На следующее утро мадам Этерп закупила целую кипу газет в надежде обнаружить прямо на первых полосах известия о предсказанных ею смертях. Но перелистав абсолютно все передовицы, она не нашла для себя ничего значительного. Писали о мелких непрофессиональных убийствах и отдельных случаях суицида. Значит, убийца еще не успел совершить свои гнусные дела. Должно быть, выжидает удобного случая. Мадам Этерп про себя решила, что ни за что не прекратит расследования, и много месяцев оставалась одной из преданнейших и внимательнейших читательниц криминальной хроники утренних и вечерних газет.
С тех пор минуло около года, а загадочный покупатель никоим образом не проявлял свою кровожадность. Давно уж мадам Этерп не допекала мужа своими беспокойствами. И даже посмеивалась над своими недавними страхами, но глубоко внутри хранила уверенность, что драма разразится в момент менее всего ожидаемый.
Как-то вечером в пятницу, когда Виктор занимался срочным заказом, она забросила в рот кисловатую карамельку, накинула на волосы кружевной кремовый платок и устроилась у входа в лавку – подышать свежим воздухом. Не прошло и пяти минут, как на тротуаре через дорогу она увидела некое чудовище – одетое во все черное, оно, крадучись, перемещалось вдоль стены. Мадам Этерп будто током ударило. Она, не размышляя, поднялась с места, пересекла улицу и направилась вслед за незнакомцем. Неуверенной походкой, ни о чем не подозревая, тот продолжал путь. Плечи его сутулились, к ним были подвешены безвольные руки, и со стороны он ничем не отличался от вполне безобидного гражданина. Но мадам Этерп трудно было провести на мякине. Она пребывала на вершине блаженства, понимая, в отличие от боязливого мужа и бестолкового племянника, что напала на след негодяя. Даже если слежка затянется, она от этого голубчика не отстанет ни на полшага и заставит его, чего бы это ей ни стоило, исповедоваться в страшных злодеяниях. Она подумала было задержать его прямо на улице, когда тот вдруг остановился перед заурядным с виду отелем и направился к лестнице, снимая на ходу шляпу. Мадам Этерп последовала за ним. Мужчина, кряхтя на каждом шагу, принялся подниматься по лестнице, она, чуть отстав, поднялась следом. Он свернул в коридор, она притаилась за углом, чтобы издали пронаблюдать за ним. И когда он стал открывать дверь, она выскочила из укрытия и заорала:
– Ни с места!
Он застыл на пороге с разинутым ртом и совершенно глупым видом.
– Пропустите меня, – потребовала она тоном, не допускающим возражения.
И не дожидаясь ответа ворвалась в комнату. То была невзрачная клетушка, оклеенная обоями в лиловых разводах, с медной кроватью и спрятанным за бамбуковой ширмой умывальником. Вдоль стен в зловещем строю стояли венки, предназначенные убиенным ближним и дальним родственникам. Мадам Этерп достаточно было одного короткого взгляда, чтобы понять, что в мрачной картине недостает одной детали. Мадам Этерп успела как раз вовремя. Глубокий вдох победно округлил ее ноздри.
– Что вам нужно, мадам? – проворчал мужчина, закрывая дверь. – Я вас не знаю.
– Зато я знаю вас, – заметила мадам Этерп голосом инквизитора. – Ваше имя?
– Меня зовут Морис Балотэн.
– Ваше семейное положение?
– Холост.
– Возраст?
– Семьдесят лет… Но по какому праву задаете вы мне эти вопросы?
Морис Балотэн остановился перед пришедшей. Кожу на щеках, серую и дряблую, исчерчивали порезы от бритья.
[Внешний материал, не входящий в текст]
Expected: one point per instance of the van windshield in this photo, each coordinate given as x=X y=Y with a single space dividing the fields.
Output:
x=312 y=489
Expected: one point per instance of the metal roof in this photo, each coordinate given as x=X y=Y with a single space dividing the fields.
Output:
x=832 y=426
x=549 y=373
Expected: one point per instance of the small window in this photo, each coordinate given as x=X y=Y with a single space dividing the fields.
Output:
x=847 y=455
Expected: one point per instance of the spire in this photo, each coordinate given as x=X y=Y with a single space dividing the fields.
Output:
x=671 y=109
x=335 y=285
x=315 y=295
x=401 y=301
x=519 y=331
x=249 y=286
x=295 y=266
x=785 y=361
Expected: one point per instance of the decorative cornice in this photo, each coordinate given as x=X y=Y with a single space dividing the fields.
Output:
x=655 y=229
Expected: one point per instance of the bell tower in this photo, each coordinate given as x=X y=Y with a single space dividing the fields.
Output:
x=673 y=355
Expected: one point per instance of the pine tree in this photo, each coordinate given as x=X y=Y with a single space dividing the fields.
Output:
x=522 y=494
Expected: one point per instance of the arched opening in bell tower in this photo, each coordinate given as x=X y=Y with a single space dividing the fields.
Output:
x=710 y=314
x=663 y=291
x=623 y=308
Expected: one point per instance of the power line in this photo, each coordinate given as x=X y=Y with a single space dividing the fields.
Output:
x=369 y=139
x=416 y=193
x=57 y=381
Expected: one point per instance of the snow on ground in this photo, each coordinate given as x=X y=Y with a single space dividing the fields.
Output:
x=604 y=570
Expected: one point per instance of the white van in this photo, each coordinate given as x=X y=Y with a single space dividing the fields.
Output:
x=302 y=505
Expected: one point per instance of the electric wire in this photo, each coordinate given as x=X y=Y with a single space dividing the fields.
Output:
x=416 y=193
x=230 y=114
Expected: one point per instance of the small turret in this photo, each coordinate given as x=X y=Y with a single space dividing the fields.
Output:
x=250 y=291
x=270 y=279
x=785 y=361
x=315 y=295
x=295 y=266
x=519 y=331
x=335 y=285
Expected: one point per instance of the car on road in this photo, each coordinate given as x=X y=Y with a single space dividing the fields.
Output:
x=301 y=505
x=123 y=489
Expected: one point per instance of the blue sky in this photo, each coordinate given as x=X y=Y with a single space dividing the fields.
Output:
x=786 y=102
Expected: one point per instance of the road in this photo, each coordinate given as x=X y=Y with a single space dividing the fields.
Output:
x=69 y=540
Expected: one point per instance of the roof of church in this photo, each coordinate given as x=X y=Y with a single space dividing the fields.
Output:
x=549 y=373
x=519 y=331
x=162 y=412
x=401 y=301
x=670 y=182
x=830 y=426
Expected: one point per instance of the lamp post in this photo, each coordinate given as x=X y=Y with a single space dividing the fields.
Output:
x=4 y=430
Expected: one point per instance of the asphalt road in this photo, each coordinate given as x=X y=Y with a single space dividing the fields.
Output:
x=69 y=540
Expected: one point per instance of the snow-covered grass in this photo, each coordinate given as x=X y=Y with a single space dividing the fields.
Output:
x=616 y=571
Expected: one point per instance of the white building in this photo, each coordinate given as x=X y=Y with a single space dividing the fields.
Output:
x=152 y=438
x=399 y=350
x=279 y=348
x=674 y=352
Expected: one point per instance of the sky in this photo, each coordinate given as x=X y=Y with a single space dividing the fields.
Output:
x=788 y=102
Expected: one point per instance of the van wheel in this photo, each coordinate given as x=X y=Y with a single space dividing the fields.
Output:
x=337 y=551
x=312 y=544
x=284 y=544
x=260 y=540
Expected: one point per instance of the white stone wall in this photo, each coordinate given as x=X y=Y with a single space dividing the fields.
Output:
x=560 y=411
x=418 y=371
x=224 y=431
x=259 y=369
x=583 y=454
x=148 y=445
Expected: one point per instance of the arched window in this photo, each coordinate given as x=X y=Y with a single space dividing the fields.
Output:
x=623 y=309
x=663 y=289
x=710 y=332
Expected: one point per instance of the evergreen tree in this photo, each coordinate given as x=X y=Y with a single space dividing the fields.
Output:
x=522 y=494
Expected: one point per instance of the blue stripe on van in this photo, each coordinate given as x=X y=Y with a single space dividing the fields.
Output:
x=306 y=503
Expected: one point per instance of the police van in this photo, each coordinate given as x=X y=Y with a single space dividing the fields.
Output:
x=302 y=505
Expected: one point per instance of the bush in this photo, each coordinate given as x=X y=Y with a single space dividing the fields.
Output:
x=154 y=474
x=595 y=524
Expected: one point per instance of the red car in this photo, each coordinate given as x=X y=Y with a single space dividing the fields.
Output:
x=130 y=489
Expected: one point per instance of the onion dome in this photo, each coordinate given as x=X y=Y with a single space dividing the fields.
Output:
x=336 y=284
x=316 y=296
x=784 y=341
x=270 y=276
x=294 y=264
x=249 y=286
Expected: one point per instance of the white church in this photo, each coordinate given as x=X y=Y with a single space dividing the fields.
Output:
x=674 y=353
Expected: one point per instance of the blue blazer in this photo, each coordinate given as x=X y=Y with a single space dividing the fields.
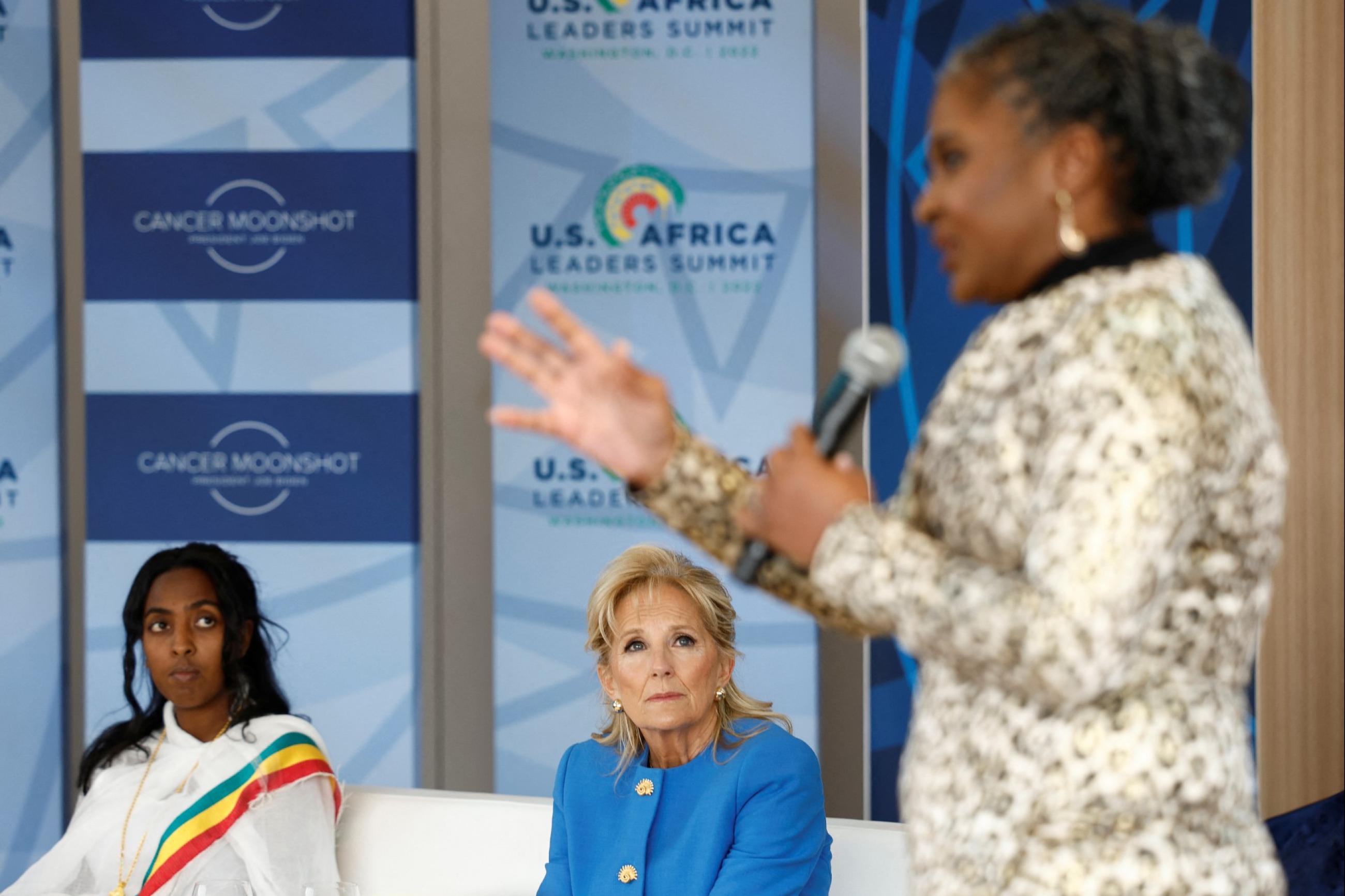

Левая рука, заложенная за отворот пиджака, нервно подрагивала. Однако мадам Этерп знала из книг маститых авторов, что многие старики скрывают под кажущейся беспомощностью тигриные силу и ловкость. Сознавая опасность, она не спускала глаз с пальцев собеседника. И когда тот сделал шаг в сторону двери, выкрикнула:
– Не двигайтесь!
– Не будем забывать, мадам, что я у себя дома и имею право…
– Нет у вас никаких прав. Вы полностью в моей власти. Это я вам продала все эти венки!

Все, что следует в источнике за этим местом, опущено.